Our host from the Maple Leaf Inn in Lijiang met us near the city gate to walk us back to his guest house. We never would have found our way on our own. Lijiang made Dali look like a paragon of urban planning. In contrast to Dali’s perfect grid of wide streets, Lijiang was a web of meandering narrow lanes.
As we walked the streets of Lijiang my themed-village radar went off. We arrived in Lijiang at dusk and the lights were just starting to come on. Red paper lanterns hung from the eaves of the buildings. Little, open-channel streams ran right down the middle of every street which were paved with blocks granite. Dozens upon dozens of small stone bridged spanned the network of waterways. All this brick and stone was soften by an abundance of miniature weeping willow trees that gave the town a fairyland quality. Women in elaborate, bright, traditional outfits hawked their fabrics and hand-made silver jewelry from their shops.
The buildings in Lijiang managed to be even more arresting than that in Old Dali. We were closer to the Tibetan border and this was reflected in the architecture. The buildings made a lot more extensive use of wood which had all mellowed to a rich golden-rust color. An occasional horse clopped through the middle of town its shoes clicking poetically on the granite cobble stones.

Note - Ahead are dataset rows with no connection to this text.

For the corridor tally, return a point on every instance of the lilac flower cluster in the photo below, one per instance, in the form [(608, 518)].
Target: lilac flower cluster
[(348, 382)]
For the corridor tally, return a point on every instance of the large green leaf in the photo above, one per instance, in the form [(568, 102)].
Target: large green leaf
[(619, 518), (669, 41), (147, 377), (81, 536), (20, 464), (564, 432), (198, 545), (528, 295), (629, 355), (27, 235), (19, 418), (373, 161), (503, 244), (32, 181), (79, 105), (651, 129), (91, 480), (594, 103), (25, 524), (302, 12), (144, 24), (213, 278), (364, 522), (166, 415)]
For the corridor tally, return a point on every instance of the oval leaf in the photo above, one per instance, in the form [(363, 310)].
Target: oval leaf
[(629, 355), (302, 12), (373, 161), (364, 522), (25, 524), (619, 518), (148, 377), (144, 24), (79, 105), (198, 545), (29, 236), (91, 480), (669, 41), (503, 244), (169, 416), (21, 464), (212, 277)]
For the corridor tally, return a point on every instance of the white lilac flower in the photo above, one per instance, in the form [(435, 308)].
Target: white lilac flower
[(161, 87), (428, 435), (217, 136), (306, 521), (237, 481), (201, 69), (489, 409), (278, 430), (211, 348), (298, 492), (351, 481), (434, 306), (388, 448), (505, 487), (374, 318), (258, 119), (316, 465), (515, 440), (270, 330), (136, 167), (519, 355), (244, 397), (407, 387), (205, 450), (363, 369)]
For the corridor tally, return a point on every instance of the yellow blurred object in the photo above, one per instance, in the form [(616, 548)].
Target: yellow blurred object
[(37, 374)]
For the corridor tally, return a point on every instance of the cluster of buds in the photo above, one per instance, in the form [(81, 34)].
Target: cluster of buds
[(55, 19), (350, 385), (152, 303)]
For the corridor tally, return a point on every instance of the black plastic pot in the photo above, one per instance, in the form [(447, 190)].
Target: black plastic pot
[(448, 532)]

It was picture perfect. In fact, it was all a bit too perfect. I felt like I was on a movie set of a Chinese period drama. It looked as if we had been plopped down in the middle of a eighteenth-century Chinese village. As I walked through, I got a sense that somewhere behind the scenes was an oversight committee who was controlling the “aesthetic integrity” of the village and was tightly dictating what the locals could and could not do with their environs. Instead of simply being able to enjoy the village at face value, I was starting to second guess everything.